Published on April 28, 2005

They get nostalgic about the last ten years before the last ten years have passed, Ben Folds sings on "Bastard," the jaunty kiss-off to young Republicans that opens Songs for Silverman,his second solo album. It's been a decade since Folds, with his trio, Ben Folds Five, announced himself as the most ingratiating pop songwriter of his generation -- fun but rarely frivolous, glib but never crass, with an unerring melodic sense. Is it too early to be nostalgic for the Five? On Silverman, his first full-length since 2001's Rockin' the Suburbs, Folds puts his voice and piano in front of a bass player and a drummer again, but it's enervated compared with the three group albums and lacks the confident charge of Suburbs.

Folds knows the formula -- and we're talking the sweet secret of Coca-Cola, not some pro-forma songbookery -- for writing lyrics that have specific emotional weight but float free of age. A Ben Folds breakup song -- Silverman's single (and best song), "Landed," for instance -- is the kind of mental accessory equally complementary to a teenager's tear-stained bedspread and the clearance-catalog duvet cover of the recently divorced. Tamper with those delicate ratios of jokes to sad piano chords, self-effacement to swooping choruses, and you run the risk of, to paraphrase Christopher Plummer in The Insider,living out your career in the wilderness of NPR.

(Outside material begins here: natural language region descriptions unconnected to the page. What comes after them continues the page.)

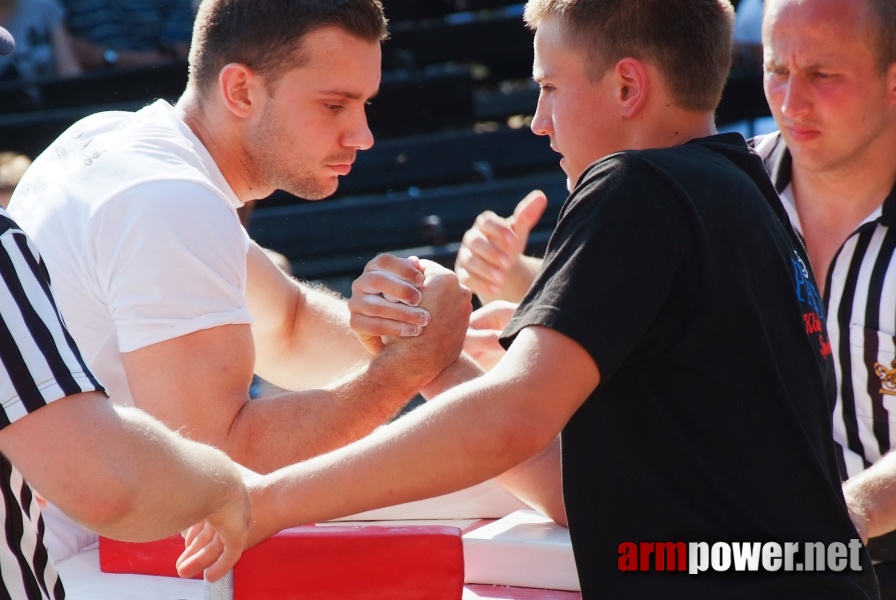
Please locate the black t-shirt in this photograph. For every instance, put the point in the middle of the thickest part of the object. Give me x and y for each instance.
(712, 421)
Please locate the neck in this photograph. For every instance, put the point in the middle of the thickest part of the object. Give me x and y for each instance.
(676, 128)
(845, 196)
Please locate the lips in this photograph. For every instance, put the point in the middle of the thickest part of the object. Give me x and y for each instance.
(802, 133)
(344, 169)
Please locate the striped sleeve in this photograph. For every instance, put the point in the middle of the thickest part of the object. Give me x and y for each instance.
(40, 360)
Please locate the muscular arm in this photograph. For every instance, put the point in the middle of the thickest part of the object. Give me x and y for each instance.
(302, 334)
(198, 384)
(470, 433)
(123, 474)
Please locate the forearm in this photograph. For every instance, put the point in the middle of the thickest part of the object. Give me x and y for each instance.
(119, 471)
(404, 461)
(538, 483)
(460, 371)
(872, 496)
(170, 483)
(272, 432)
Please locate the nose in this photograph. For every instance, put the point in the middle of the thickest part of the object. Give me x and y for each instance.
(541, 120)
(359, 136)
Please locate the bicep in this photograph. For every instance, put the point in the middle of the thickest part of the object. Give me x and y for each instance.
(553, 370)
(196, 383)
(66, 449)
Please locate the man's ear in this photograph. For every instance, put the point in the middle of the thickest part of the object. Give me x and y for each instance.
(239, 87)
(632, 86)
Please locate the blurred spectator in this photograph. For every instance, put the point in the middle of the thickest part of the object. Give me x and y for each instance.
(129, 33)
(43, 46)
(12, 167)
(748, 34)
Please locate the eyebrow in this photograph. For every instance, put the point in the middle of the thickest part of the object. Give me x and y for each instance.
(347, 94)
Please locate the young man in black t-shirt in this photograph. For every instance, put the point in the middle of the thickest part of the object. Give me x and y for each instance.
(674, 338)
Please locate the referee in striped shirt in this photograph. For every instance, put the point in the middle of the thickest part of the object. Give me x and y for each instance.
(117, 471)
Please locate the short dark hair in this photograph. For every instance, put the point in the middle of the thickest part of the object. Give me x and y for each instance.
(882, 23)
(266, 35)
(690, 41)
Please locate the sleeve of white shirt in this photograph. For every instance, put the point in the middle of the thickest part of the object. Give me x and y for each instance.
(171, 260)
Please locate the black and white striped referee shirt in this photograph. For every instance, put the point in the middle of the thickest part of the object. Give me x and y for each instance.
(40, 364)
(860, 305)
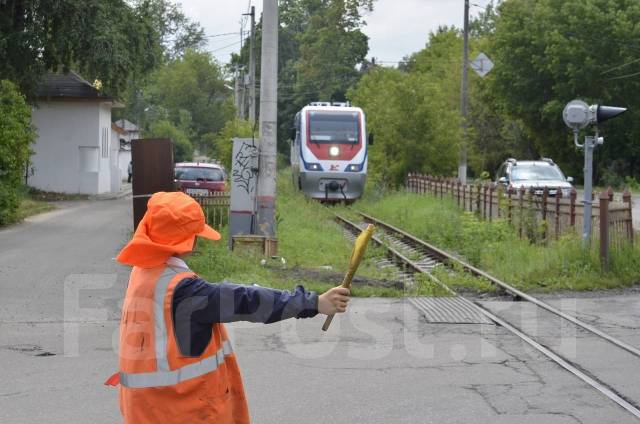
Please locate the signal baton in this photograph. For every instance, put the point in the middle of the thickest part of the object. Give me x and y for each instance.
(357, 254)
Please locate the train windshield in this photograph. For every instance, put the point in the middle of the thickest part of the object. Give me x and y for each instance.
(334, 128)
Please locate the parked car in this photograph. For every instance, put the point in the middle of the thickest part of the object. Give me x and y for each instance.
(534, 175)
(199, 179)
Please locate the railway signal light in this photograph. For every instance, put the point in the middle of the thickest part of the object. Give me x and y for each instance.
(578, 115)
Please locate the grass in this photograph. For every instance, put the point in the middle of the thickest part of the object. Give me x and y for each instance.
(314, 247)
(317, 252)
(496, 248)
(31, 204)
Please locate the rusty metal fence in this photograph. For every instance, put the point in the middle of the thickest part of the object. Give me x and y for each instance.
(536, 216)
(216, 208)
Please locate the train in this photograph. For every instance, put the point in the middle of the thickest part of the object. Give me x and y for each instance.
(329, 151)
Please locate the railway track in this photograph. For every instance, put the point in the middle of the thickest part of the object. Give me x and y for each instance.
(417, 256)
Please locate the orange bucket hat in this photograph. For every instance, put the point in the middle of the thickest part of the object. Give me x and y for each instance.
(169, 227)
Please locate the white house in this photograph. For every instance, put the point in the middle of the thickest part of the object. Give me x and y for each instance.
(73, 152)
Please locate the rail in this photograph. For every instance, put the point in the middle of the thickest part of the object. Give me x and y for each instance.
(538, 216)
(450, 260)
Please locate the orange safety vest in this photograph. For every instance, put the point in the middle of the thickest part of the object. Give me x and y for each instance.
(159, 384)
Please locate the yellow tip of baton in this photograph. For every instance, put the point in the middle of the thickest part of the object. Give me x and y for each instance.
(359, 248)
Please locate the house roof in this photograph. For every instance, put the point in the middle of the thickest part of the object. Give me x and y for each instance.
(126, 125)
(68, 86)
(117, 129)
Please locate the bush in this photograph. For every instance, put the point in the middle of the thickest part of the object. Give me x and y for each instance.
(182, 147)
(16, 135)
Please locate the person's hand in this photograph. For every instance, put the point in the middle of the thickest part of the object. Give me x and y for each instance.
(333, 301)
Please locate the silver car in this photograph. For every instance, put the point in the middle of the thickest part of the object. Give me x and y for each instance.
(534, 175)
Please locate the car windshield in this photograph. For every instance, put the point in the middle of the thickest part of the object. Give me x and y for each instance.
(536, 172)
(334, 128)
(199, 173)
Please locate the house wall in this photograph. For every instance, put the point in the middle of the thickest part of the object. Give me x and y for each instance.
(68, 153)
(104, 176)
(116, 179)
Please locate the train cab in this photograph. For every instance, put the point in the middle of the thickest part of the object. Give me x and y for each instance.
(329, 151)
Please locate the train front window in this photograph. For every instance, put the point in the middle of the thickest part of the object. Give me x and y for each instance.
(334, 128)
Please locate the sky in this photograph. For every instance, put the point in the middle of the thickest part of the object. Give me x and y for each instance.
(396, 28)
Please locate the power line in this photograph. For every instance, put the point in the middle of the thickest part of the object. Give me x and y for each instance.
(222, 35)
(225, 47)
(620, 66)
(624, 76)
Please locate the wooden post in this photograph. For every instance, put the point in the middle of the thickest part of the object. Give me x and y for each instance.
(604, 230)
(500, 198)
(521, 193)
(152, 172)
(545, 202)
(484, 201)
(557, 217)
(572, 207)
(478, 200)
(492, 189)
(464, 197)
(509, 205)
(626, 198)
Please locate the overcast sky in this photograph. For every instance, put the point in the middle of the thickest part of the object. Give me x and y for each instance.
(396, 28)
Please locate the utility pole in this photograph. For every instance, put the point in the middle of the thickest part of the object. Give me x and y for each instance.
(238, 92)
(464, 98)
(266, 195)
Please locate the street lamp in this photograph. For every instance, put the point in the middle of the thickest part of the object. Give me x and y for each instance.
(578, 115)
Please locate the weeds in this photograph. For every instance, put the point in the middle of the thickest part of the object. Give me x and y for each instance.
(496, 247)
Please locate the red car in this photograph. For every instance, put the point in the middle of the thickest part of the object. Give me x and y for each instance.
(199, 179)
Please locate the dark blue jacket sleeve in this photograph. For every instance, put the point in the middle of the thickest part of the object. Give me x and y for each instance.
(207, 303)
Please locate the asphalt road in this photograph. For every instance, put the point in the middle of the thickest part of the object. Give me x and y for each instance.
(380, 363)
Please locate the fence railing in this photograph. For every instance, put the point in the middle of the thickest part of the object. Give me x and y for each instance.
(543, 215)
(216, 208)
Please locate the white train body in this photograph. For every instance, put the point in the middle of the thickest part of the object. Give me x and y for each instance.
(329, 152)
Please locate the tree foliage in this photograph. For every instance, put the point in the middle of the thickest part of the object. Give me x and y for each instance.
(235, 128)
(115, 41)
(413, 114)
(182, 147)
(190, 93)
(548, 52)
(16, 135)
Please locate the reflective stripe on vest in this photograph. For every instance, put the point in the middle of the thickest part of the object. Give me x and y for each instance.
(164, 376)
(170, 378)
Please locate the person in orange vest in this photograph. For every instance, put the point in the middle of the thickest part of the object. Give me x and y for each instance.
(176, 362)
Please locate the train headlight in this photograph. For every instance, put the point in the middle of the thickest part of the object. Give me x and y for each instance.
(313, 167)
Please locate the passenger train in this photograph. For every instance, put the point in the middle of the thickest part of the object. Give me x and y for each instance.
(329, 151)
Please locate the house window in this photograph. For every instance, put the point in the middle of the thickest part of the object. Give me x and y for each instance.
(105, 142)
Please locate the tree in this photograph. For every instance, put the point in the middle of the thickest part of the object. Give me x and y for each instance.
(311, 33)
(235, 128)
(182, 148)
(115, 41)
(16, 135)
(549, 52)
(416, 130)
(191, 93)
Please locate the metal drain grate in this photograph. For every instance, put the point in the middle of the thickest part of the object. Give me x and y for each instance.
(448, 310)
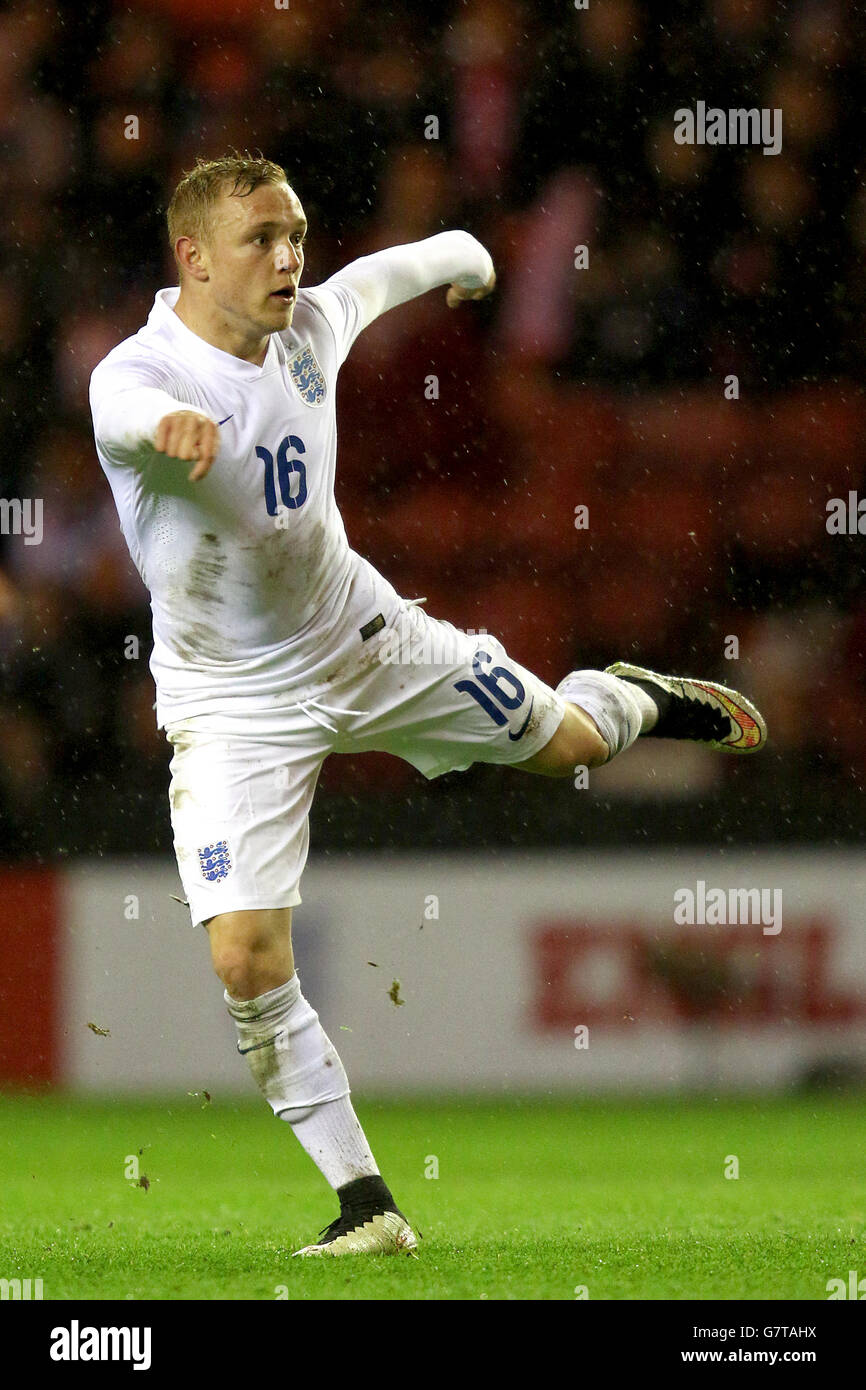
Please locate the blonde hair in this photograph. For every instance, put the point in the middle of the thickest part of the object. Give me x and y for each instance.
(200, 188)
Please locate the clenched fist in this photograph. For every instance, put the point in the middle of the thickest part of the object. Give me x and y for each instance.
(456, 293)
(188, 434)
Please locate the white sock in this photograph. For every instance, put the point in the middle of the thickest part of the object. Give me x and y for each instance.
(335, 1141)
(619, 709)
(302, 1077)
(649, 710)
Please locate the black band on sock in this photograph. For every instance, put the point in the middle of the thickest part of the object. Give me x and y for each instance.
(366, 1191)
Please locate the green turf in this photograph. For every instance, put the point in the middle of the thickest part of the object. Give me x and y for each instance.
(531, 1201)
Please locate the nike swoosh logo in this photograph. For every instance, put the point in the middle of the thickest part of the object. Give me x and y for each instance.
(523, 727)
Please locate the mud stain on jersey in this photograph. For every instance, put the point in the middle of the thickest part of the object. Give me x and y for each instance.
(205, 635)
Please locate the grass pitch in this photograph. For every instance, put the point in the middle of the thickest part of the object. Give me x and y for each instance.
(531, 1200)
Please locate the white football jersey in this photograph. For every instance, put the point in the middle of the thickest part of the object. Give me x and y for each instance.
(249, 569)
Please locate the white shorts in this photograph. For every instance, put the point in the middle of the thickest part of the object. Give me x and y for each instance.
(242, 783)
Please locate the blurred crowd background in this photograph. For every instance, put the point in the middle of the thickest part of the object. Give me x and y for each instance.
(599, 387)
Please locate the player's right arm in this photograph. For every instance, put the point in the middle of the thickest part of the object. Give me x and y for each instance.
(132, 417)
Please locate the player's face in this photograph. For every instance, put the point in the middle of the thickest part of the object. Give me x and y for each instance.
(255, 257)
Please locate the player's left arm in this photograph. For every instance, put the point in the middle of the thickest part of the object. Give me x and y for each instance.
(398, 274)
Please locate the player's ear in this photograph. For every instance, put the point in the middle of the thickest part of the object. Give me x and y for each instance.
(188, 252)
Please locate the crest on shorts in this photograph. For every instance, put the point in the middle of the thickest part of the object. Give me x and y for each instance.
(216, 861)
(307, 377)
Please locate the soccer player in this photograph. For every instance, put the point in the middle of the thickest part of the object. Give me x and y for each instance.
(274, 644)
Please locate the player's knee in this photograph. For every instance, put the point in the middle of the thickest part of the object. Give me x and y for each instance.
(249, 955)
(239, 970)
(576, 744)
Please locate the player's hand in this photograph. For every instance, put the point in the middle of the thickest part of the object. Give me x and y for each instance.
(456, 293)
(186, 434)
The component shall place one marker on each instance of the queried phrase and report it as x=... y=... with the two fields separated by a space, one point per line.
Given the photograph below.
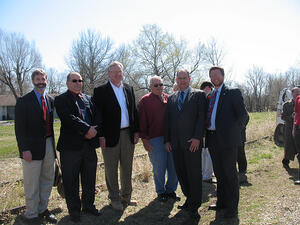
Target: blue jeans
x=162 y=162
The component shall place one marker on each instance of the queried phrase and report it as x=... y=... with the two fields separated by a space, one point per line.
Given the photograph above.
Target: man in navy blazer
x=116 y=102
x=79 y=137
x=226 y=118
x=35 y=137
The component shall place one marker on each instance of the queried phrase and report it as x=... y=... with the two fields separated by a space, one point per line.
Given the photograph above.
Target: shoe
x=75 y=218
x=208 y=181
x=32 y=221
x=173 y=195
x=117 y=205
x=214 y=207
x=49 y=217
x=162 y=197
x=92 y=211
x=229 y=215
x=183 y=206
x=130 y=202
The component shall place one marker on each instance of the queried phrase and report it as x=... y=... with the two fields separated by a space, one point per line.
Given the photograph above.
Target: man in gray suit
x=184 y=127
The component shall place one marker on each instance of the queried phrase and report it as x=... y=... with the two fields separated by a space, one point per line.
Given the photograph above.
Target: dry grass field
x=270 y=197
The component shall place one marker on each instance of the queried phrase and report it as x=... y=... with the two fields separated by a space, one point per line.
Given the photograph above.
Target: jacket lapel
x=37 y=105
x=221 y=97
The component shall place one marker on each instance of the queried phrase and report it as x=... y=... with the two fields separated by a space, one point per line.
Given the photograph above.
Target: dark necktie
x=180 y=100
x=212 y=101
x=46 y=115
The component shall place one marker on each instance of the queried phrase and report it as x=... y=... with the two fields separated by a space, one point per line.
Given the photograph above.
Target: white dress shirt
x=120 y=95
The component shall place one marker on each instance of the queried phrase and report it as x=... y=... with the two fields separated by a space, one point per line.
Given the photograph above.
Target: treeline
x=153 y=52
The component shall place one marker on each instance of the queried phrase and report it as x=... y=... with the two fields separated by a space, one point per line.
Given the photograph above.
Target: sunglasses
x=74 y=81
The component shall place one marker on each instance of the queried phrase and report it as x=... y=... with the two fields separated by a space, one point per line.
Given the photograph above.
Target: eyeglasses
x=74 y=81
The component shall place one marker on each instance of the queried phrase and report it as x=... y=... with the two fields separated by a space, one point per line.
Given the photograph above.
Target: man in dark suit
x=116 y=102
x=226 y=118
x=35 y=137
x=79 y=136
x=184 y=129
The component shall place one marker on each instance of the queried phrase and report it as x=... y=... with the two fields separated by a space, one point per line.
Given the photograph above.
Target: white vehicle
x=284 y=96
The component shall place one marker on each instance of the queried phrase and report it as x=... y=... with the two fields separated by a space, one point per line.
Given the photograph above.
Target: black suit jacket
x=30 y=126
x=110 y=111
x=180 y=126
x=73 y=127
x=231 y=118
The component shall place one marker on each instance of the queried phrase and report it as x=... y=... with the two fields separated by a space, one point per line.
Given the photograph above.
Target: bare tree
x=55 y=81
x=90 y=55
x=18 y=58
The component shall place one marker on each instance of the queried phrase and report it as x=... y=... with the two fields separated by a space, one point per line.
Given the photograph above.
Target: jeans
x=162 y=162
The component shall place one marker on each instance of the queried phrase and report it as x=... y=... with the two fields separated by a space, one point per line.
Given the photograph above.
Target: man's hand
x=168 y=146
x=102 y=142
x=136 y=138
x=27 y=156
x=91 y=133
x=147 y=145
x=194 y=145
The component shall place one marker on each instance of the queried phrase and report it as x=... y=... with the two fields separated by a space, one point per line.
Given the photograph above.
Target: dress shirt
x=214 y=112
x=297 y=111
x=38 y=95
x=186 y=91
x=152 y=114
x=120 y=95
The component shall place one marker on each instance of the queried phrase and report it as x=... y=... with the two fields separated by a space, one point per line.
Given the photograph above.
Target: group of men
x=291 y=117
x=172 y=129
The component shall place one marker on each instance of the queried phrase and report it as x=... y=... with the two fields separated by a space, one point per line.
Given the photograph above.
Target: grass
x=270 y=197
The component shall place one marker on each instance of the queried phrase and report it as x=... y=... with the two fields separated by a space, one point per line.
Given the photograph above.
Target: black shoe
x=162 y=197
x=92 y=211
x=214 y=207
x=75 y=218
x=49 y=217
x=183 y=206
x=229 y=215
x=32 y=221
x=173 y=195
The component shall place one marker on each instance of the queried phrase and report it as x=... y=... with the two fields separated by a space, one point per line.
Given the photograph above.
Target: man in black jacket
x=116 y=102
x=226 y=117
x=35 y=137
x=79 y=136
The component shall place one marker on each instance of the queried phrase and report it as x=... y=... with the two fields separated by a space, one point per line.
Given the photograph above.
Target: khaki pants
x=38 y=181
x=122 y=152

But tamper Folds does, and after "Landed," disappointments pile up. "Gracie," a lullaby to Folds' daughter, is less self-involved than the parental musings of late-period Billy Joel but no more welcome. "Give Judy My Notice," the emotional center of one of the three EPs Folds sold by mail during the lag between albums, comes back as ballast, its urgency drained by "Tiny Dancer"-esque lap steel and laid-back drums. And the gentle lyrical irony of "Sentimental Guy" is lost in a tune with just enough substance to be a sitcom theme (and just enough French horn in its bridge to signal a one-hound hunt for Paul McCartney).

Folds recovers with two more fond fare-thee-unwells, "Time" and "Prison Food," which close Silverman with the resignation, if not the impact, of "Missing the War" and "Evaporated," the last songs on the recently reissued Five album Whatever and Ever Amen. But even on the half of Silverman that sticks, Folds seems to be signaling the start of a walkabout, moving off the path of grinning major-label curio into the preserve for stubborn, sometimes misfiring major talents whose patronage has been capped.